Товарищи, — говорю им, — на все вопросы ответить я не могу, одно ясно: власть из рук буржуазии вырвали рабочие. Временное правительство, которое не отдавало крестьянам помещичью землю, свергнуто. Здесь в уезде земская управа посадила в тюрьму большевиков, но солдаты–фронтовики их освободили, а заодно сьергли и земство. Вот и все.

 — Официальное подтверждение будет?

 — С печатью? — спросил я.

 — Совершенно верно.

 — Да, дело революции подтвердим и печатью.

Скоро в помещение вошли Михалкин и Рахманов.

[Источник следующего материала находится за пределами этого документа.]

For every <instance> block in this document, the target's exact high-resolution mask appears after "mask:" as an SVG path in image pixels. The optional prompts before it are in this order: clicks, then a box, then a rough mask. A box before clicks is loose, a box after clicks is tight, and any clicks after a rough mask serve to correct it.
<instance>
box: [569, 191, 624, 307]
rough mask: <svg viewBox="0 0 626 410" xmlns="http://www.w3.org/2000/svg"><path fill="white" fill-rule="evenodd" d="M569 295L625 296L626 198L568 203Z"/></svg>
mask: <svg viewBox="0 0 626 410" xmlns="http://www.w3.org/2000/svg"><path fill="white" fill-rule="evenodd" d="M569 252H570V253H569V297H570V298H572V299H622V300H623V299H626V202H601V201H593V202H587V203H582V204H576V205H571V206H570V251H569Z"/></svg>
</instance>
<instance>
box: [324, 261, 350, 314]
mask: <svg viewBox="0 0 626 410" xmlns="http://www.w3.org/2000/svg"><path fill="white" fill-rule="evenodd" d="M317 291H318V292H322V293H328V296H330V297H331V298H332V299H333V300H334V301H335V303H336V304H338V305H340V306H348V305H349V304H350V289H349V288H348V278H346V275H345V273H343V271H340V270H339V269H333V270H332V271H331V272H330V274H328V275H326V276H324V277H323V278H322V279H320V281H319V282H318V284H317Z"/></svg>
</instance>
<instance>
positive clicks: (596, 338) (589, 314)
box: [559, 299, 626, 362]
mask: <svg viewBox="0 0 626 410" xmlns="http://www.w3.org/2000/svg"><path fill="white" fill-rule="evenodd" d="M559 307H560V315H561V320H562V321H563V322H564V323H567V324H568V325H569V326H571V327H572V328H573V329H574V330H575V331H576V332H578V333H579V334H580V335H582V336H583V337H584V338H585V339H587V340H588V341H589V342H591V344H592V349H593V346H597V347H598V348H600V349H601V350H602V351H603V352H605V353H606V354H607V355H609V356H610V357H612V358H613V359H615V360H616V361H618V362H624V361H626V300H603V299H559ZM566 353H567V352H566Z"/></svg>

 — Что случилось, товарищ Михалкин?

 — Звонить своим отрядам будем, — ответил мордвин. — Человек по десять мордвы и татар вызвать. Слышал? Начальника милиции изловили, а воинский скрылся. Надо ухо востро держать…

 

37

Комнатушка, которая громко именовалась редакцией газеты «Светоч», находилась в самом дальнем углу земской управы.

 — Итак, Павел, начнем делать газету, — говорю своему другу.

 — Будем, но только с чего ее начинать?

 — Я знаю столько же, сколько и ты.

Сторож привел к нам человека со странным названием: «выпускающий». И сам человек тоже странный, желтолицый, с опущенными рыжими усами, косоплечий. Поздоровался он густым грудным голосом, охотно принял папиросу.

 — Скажите, вы хорошо знакомы с газетным делом? — спросил я.

 — Целиком, — ответил он. — Вы — редактор?

 — Пожалуй, да. Но я в этом деле ничего не понимаю.

 — Вы хотите моей помощи? Охотно! Как назовете газету?

 — Пока не придумали.

 — Эсеровская была «Светоч», а вы — «Зарево».

 — Не–ет, не нравится. Назовем проще: «Большевик».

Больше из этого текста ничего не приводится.